A monarch is the leader of a state. If we remove the "of a state" part from the definition, we just have a fancy sounding synonym for "leader." So in some sense a CEO could be called a monarch if we did that, but so could... whatever, a sports team's coach.


Yeah sort of my point in that it’s a common form of organization. Point being we feel like democracy is the best but nearly every other organization is closer to monarchy. Monarchy’s are extremely effective organizational structures when the monarch is extremely competent.


And an extremely ineffective organizational structure when the leader is incompetent. This is fine in the lower-stakes scenario of a company. For nations, it isn't surprising that the most successful ones have switched to democracy. Peaceful handover of control, representation of diverse interests, and all that.


Replace the word CEO with President, Prime Minister, Branch Manager, Head of Labor Union - and it'll make as much sense.

As a person making this claim, you are failing miserably to make a case that CEO is a monarch. (Mostly because you don't know what it means to be CEO or a monarch)


> Replace the word CEO with President, Prime Minister, Branch Manager, Head of Labor Union - and it'll make as much sense.

They all have massive limits on their powers as compared to a CEO. They work with parliaments, etc.
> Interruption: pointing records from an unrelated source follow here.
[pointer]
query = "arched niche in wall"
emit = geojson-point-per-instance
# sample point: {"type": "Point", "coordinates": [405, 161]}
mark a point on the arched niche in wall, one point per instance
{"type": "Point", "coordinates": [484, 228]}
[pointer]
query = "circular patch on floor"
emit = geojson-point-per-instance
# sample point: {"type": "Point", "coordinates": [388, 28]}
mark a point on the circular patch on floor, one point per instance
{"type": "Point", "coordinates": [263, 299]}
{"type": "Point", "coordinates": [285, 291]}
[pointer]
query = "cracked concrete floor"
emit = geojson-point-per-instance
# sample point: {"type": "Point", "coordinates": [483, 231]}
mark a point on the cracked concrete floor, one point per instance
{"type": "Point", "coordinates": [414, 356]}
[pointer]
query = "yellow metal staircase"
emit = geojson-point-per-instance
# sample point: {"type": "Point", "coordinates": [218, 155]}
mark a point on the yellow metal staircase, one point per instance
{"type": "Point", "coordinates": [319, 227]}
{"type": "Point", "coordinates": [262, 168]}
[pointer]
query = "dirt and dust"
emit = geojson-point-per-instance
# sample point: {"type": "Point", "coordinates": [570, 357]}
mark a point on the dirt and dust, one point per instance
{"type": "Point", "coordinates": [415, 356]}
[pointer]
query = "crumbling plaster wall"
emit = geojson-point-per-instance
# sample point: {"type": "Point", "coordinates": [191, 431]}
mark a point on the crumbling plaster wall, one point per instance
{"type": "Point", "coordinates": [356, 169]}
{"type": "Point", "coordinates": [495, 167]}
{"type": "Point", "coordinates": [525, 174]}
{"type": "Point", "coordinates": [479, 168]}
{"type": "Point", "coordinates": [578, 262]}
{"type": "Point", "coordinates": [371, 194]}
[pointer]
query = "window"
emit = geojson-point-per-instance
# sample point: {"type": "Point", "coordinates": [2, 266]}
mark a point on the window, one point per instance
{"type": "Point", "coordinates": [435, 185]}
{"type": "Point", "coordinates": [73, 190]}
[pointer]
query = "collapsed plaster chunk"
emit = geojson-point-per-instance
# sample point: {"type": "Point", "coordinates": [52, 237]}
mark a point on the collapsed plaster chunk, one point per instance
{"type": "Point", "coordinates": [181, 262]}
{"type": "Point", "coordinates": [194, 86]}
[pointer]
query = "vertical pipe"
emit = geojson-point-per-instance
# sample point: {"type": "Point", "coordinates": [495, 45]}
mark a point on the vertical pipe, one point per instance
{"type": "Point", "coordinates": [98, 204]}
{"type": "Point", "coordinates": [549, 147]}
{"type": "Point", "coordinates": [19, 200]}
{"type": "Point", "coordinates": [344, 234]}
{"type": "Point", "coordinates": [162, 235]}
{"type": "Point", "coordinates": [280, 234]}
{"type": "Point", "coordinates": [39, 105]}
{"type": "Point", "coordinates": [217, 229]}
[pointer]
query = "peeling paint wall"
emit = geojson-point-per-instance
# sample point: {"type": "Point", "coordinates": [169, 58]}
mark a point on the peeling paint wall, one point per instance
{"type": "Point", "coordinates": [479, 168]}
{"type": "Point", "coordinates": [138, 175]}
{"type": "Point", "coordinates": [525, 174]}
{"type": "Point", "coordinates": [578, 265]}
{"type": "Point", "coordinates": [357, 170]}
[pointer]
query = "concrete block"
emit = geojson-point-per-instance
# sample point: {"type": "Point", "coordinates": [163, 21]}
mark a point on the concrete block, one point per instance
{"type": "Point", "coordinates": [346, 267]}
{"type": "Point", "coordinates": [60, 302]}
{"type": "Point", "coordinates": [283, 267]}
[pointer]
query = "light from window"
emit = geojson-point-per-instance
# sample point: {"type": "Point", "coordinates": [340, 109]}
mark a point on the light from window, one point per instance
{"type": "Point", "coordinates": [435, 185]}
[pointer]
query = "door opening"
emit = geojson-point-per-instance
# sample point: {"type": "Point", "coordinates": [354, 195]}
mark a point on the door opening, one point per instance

They can be vetoed easily.

I'll grant it isn't a perfect analogy. A CEO doesn't have unlimited power granted by god and has to answer to a board and therefore shareholders. But in essence, the idea of having a singular ultimate decision maker/leader rather than having a small group vote on decisions or have the entire company vote makes it a de-facto monarchy.
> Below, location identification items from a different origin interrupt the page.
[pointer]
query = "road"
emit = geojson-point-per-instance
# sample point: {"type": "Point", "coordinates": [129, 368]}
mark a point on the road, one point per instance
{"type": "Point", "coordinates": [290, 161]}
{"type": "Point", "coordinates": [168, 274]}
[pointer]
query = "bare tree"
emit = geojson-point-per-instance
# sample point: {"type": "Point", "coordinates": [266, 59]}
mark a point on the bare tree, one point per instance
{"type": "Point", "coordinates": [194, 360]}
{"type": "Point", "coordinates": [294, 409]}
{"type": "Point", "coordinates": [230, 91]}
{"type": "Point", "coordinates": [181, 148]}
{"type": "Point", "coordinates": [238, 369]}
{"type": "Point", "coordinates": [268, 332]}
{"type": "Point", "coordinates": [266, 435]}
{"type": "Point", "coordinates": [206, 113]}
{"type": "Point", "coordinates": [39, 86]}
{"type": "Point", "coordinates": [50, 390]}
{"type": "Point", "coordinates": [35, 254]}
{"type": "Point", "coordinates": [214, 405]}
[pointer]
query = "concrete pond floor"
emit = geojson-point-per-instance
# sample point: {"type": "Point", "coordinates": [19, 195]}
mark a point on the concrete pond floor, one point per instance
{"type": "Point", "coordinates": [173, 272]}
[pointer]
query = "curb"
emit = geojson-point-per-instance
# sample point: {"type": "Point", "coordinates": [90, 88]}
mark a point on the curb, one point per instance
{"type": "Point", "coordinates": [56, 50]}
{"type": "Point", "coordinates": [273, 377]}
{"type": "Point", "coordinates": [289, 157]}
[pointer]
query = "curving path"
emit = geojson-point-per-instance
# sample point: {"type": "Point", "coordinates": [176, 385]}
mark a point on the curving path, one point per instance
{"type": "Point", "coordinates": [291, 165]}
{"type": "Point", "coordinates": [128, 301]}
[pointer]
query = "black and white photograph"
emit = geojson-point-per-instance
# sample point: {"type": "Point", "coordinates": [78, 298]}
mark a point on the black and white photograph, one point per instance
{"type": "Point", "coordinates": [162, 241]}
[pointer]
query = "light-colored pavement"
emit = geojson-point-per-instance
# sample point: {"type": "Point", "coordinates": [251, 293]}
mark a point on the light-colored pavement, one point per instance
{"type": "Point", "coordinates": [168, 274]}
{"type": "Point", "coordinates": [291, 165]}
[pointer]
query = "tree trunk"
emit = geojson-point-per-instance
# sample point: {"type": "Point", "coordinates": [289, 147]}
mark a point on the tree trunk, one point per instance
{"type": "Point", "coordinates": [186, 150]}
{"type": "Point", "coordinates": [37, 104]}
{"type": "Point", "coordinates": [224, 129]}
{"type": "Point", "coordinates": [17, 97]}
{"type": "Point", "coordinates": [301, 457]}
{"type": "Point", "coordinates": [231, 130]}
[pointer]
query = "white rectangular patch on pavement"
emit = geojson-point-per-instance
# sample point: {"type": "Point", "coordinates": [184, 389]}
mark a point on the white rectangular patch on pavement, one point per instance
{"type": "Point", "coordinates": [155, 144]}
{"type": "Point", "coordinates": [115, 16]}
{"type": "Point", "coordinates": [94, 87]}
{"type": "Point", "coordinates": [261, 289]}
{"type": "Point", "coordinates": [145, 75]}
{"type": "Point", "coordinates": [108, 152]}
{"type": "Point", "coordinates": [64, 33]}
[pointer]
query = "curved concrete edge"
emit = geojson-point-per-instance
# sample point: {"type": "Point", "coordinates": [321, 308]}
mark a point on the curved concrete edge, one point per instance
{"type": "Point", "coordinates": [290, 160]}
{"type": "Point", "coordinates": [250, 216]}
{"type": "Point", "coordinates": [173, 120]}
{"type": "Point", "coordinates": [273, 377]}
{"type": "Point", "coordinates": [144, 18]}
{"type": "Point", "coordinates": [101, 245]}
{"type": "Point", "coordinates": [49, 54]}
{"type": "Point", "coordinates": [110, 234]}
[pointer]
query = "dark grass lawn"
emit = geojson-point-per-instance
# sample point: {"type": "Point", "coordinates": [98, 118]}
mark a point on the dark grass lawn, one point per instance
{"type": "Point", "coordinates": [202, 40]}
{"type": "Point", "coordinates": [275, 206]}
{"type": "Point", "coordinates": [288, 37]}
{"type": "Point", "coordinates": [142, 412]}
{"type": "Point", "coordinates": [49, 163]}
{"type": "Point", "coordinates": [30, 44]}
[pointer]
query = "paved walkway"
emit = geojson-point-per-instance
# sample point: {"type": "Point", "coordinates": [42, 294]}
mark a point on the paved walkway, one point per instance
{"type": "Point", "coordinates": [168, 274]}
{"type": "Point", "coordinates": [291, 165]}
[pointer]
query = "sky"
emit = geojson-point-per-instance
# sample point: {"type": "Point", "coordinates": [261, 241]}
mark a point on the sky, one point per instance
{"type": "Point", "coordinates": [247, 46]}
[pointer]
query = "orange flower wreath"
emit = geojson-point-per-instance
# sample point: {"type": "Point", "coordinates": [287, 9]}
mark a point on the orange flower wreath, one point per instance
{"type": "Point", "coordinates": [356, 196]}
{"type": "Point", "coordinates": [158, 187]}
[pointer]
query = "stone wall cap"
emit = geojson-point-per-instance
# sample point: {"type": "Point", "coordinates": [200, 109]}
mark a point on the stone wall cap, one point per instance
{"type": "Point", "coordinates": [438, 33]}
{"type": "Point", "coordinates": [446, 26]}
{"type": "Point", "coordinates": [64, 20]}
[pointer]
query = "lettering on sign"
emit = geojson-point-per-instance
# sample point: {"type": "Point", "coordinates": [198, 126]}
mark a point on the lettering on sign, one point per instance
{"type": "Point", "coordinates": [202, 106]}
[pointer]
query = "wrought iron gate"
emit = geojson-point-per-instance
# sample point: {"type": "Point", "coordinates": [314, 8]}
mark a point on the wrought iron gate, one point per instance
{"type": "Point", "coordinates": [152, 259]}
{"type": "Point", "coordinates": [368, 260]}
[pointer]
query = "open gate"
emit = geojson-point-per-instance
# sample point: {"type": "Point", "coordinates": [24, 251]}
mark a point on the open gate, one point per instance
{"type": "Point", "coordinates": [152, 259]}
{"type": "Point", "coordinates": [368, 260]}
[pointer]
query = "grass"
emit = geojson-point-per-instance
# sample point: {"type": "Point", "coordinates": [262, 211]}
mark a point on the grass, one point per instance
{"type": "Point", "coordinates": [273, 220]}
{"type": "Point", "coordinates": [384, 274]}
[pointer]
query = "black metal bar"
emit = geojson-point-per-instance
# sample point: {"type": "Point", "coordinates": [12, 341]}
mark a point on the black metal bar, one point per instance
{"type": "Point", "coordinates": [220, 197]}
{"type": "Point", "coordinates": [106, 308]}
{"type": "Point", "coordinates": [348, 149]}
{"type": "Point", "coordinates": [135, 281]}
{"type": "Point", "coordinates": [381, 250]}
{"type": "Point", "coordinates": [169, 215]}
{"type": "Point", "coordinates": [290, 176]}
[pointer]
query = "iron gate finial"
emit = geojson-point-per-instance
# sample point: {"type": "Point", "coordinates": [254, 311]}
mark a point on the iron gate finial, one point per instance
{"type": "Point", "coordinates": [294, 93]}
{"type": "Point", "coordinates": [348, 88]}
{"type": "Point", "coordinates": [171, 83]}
It's a very bad analogy, because CEO's operate within a charter. CEOs isn't even the top position at all companies, typically it's the chairman of the board... that can literally tell the CEO to can it. In fact almost all CEOs can be vetoed by the board of directors and even at certain times - individual shareholders.

Your analogy is, again, rooted in lack of knowledge(aka ignorance) of corporate structures.

The CEO of my startup right now, where she literally owns 51%, still must go to the board for any impactful decision. And any C level exec can call the board.

LLCs are generally autocratic, but that isn't "any corporation".